Ho preso in cosiderazione anche questa opzione in effetti perche ho trovato fortissimi fastidi con pasta e cereali da prima colazione, mal di testa fortissimi, sonno cronico e al risveglio diarrea. Il mio sistema dircolatorio è completamente in tilt, non ho mai avuto nemmeno un accenno di cellulite e ora ne ho le cambie piene, spesso dopo mangiato mi pizzicano le mani.

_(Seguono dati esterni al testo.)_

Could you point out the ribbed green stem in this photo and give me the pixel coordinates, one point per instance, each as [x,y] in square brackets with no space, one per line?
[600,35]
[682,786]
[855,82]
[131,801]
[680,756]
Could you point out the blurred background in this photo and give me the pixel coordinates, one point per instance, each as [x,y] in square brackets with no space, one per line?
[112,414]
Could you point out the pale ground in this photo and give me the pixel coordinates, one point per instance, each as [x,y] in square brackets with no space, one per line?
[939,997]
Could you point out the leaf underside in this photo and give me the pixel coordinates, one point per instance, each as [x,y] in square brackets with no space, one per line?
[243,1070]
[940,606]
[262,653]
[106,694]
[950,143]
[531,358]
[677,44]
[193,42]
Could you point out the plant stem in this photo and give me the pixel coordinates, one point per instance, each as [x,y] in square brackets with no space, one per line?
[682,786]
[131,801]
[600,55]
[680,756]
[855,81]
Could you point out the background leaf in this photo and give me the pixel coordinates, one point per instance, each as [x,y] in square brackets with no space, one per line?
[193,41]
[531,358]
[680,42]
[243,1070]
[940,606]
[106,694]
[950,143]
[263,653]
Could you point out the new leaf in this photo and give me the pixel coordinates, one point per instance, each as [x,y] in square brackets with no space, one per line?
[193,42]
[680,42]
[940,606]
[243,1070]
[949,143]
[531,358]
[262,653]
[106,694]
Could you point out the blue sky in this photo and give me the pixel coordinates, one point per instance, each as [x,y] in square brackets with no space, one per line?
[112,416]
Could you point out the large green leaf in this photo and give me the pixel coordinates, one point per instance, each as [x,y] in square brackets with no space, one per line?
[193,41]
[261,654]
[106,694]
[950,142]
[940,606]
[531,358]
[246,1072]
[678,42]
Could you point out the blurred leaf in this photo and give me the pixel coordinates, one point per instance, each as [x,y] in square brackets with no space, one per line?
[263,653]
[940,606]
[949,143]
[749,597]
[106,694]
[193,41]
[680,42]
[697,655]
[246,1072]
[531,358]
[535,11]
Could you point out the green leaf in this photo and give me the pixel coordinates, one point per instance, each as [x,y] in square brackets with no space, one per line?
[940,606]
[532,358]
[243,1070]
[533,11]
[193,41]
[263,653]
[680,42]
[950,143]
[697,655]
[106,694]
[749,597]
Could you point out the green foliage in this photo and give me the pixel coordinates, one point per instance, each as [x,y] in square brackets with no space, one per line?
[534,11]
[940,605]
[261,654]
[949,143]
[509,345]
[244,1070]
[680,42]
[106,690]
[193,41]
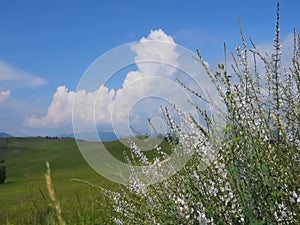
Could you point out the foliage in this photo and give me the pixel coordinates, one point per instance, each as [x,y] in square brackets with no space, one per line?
[2,172]
[249,173]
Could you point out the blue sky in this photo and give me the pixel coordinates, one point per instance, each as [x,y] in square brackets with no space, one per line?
[48,44]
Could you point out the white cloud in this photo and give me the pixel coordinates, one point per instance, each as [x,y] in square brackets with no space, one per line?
[4,95]
[102,100]
[18,77]
[155,76]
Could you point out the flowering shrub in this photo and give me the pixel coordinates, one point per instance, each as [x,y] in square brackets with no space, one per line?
[247,173]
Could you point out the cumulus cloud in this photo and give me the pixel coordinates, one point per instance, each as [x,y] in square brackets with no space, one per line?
[156,73]
[4,95]
[97,106]
[18,77]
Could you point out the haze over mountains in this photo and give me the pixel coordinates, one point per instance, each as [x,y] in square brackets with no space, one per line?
[88,136]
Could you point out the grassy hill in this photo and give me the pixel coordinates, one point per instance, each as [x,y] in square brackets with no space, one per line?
[24,191]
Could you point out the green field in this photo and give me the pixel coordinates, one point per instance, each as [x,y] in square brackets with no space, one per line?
[24,197]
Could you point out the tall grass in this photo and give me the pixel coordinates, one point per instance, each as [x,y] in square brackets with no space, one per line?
[247,173]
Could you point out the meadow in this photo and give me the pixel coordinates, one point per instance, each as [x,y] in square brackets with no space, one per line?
[23,196]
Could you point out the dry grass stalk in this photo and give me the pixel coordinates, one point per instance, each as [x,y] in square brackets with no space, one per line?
[53,196]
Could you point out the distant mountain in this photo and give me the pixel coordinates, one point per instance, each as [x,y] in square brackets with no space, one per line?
[89,136]
[2,134]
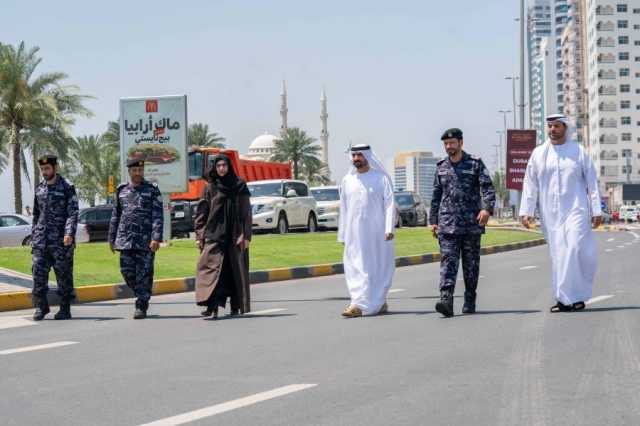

Infatti ho eliminato sia pasta che simili, ma essendo che i cereali di questo tipo danno fastidio anche per la candida, è complicato per me capire il problema. Il tutto è iniziato con mi sorella che ha avuto sintomi molto poi forti e ora ha seguito piu o meno bene una dieta priva di lieviti e fermenti e ora sta meglio e si è sgonfiata moltissimo. Io invece ultimamente ho tolto pasta cereali e lieviti e ho ri introdotto yogurt, e mi sono di nuovo gonfiata e l'intestino si è scombinato.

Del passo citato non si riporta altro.